An das Basisgerät angeschlossen wird das
Handgerät
mit einer beliebig langen 9-poligen SubD-Verlängerungsleitung,
wie sie im PC-Bereich für serielle Schnittstellen üblich war und ist.
Basisgerät
Im Basisgerät
wiederholt sich die kapazitive Ankopplung an die drei Phasen.
Die kapazitiv-ohmschen Spannungsteiler sollten die gleichen Werte aufweisen
wie im Handgerät (konstruktiv bedingt).
Das vom Handgerät kommende CMOS-Signal
wird mit dem oberen XOR-Gatter
invertiert und den drei Phasenvergleichern (3 untere XOR-Gatter) zugeführt.
Bei idealer Phasengleichheit ist der Ausgangspegel ständig LOW,
ansonsten mehr oder weniger HIGH (siehe Diagramme im Schaltplan rechts unten).
Die anzeigenden Leuchtdioden sind ohne Vorwiderstände an den Ausgängen der
XOR-Gatter angeschlossen, für praktikablen Einsatz im
Handgerät.
Der CMOS-Schaltkreis 4030
ist dafür hochohmig genug.
Zur Stromversorgung dient ein kapazitiver Blindwiderstand 470 nF
(im Schaltplan 220 nF) in Verbindung mit einer nachfolgenden
Gleichrichter-, Sieb- und Stabilisierungsschaltung.
Das bisschen Schaltung passt auch bequem in das Gehäuse eines CEE-Steckers.
Berührungsschutz
Im Ansteckmoment des CEE-Steckers kann es passieren,
dass der Neutralleiter N Spannung führt.
Diese ist auf der SubD-Buchse herausgeführt,
dort mittels falscher Anschlusskabel (Stecker-Stecker) berührbar.
Deshalb der Hinweis, erst Stecker in die Steckdose,
dann Handgerät anschließen.
Beim Nachbau sollte statt N durchgehend der Schutzleiter
PE verwendet werden, sowie zur Stromversorgung
ein Potenzial trennender kleiner Transformator.

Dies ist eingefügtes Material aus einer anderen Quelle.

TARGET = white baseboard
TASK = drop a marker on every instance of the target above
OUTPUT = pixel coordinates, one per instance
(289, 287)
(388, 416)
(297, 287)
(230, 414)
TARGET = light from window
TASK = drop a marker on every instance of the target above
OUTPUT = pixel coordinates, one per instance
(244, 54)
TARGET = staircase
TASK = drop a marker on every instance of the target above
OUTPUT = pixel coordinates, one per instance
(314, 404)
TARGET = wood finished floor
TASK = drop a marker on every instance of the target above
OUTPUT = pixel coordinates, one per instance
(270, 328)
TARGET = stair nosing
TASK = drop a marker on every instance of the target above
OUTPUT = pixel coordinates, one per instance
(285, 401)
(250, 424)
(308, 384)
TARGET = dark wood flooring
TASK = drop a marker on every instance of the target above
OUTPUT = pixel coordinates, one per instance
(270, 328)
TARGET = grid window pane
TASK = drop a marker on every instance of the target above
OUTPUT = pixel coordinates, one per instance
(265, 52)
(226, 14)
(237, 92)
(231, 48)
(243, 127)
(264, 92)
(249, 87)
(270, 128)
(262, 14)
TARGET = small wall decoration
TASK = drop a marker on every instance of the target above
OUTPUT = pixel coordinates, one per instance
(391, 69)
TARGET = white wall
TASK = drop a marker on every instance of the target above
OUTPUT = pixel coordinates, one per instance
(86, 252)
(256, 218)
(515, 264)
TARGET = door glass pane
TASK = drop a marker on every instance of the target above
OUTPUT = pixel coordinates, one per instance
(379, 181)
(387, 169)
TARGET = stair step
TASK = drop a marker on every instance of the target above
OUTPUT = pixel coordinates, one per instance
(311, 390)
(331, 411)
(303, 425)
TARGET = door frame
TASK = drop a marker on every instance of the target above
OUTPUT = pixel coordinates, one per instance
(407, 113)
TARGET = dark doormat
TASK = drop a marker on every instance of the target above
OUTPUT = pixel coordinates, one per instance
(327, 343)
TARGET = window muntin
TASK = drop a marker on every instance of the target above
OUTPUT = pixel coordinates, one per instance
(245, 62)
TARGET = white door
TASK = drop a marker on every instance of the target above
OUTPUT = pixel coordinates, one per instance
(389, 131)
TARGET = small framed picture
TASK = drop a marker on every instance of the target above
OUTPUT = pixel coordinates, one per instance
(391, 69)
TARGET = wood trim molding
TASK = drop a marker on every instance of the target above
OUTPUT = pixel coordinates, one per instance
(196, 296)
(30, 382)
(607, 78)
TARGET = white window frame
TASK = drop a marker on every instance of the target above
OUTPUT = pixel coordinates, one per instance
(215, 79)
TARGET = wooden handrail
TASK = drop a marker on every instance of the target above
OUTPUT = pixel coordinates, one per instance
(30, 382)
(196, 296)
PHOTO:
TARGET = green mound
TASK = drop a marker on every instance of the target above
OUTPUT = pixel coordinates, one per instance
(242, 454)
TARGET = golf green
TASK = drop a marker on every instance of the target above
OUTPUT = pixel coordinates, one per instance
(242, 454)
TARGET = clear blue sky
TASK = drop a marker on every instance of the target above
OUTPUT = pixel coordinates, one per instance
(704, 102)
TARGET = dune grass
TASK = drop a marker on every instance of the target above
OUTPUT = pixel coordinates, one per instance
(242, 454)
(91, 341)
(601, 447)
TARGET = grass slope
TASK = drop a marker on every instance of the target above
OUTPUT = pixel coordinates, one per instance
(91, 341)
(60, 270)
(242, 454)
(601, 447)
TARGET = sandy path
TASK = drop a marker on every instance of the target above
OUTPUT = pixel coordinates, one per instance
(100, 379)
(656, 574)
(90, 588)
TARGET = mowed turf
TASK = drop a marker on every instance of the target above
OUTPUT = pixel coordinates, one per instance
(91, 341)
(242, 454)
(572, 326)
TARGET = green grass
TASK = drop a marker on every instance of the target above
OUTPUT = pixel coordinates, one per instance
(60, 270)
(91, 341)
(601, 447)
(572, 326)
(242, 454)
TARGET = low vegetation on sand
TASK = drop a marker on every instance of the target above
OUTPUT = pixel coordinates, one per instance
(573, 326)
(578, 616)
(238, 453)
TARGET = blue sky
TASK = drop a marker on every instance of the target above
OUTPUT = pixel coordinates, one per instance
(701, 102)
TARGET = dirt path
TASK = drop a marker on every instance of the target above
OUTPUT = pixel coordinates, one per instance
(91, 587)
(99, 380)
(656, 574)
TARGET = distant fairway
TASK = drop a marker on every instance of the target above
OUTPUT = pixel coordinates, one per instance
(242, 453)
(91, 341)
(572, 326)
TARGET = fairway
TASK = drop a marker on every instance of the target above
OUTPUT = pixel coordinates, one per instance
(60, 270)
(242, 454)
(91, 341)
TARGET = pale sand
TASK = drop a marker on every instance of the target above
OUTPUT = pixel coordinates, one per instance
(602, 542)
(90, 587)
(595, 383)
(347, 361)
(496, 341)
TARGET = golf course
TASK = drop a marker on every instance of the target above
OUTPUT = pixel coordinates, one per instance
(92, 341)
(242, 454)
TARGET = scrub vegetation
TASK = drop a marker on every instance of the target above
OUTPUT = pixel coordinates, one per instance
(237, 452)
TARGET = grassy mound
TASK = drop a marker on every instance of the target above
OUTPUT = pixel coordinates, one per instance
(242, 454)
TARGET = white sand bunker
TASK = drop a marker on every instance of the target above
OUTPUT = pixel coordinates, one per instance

Beim Verbleib des kapazitiven Blindwiderstandes gegen Schutzerde
kann ein Fehlerstrom-Schutzschalter auslösen.
Da derartige Schutzschalter im Industriebereich unüblich sind,
kann auch diese Art der (gegenüber einem Trafo äußerst energieeffizienten)
Stromversorgung bestehen bleiben
Anwendung zur Leistungsmessung
- Spannungsmesseinrichtung am Basisgerät anschließen,
bspw. direkt mit
Sicherheitsbananenkabeln
am
Yokogawa WT3000
oder via eingebauten Spannungsteilern gegen PE an
NI USB-6259.
- Basisgerät an CEE-Steckdose anschließen
- Handgerät mit benötigtem Verlängerungskabel
anschließen
- An den Zuleitungen zur (Werkzeug-)Maschine im Schaltschrank die Phasen
ausfindig machen;
die entsprechende LED verlischt, die anderen leuchten etwas heller.
- Passende Stromzange auf die Ader setzen
- Leistungsaufnahme, Verzerrungsblindleistung usw. messen und auswerten
(das Handgerät wird nicht mehr benötigt
und kann entfernt werden)
Vergleichbares
Ein ähnliches Gerät bietet die amerikanische Firma
TASCO an.
Es ersetzt den Draht durch eine Funkverbindung,
benötigt dafür 9-V-Blockbatterien.
Beide Teilgeräte werden berührungslos betrieben;
der Betrieb eines Basisteils direkt am Stromnetz ist nicht vorgesehen.
(Die galvanische Verbindung mit der Netzspannung wird für die präzise
Leistungsmessung bei uns ohnehin benötigt.)
Zusätzlich ist das Gerät in der Lage, die Drehrichtung zu erkennen
sowie die Phasenlage einige Zeit nach dem Abgriff zu merken,
so dass man mit nur einem Gerät an zwei entfernten Punkten
die Phasenlage vergleichen kann; Hauptsache, man läuft schnell genug.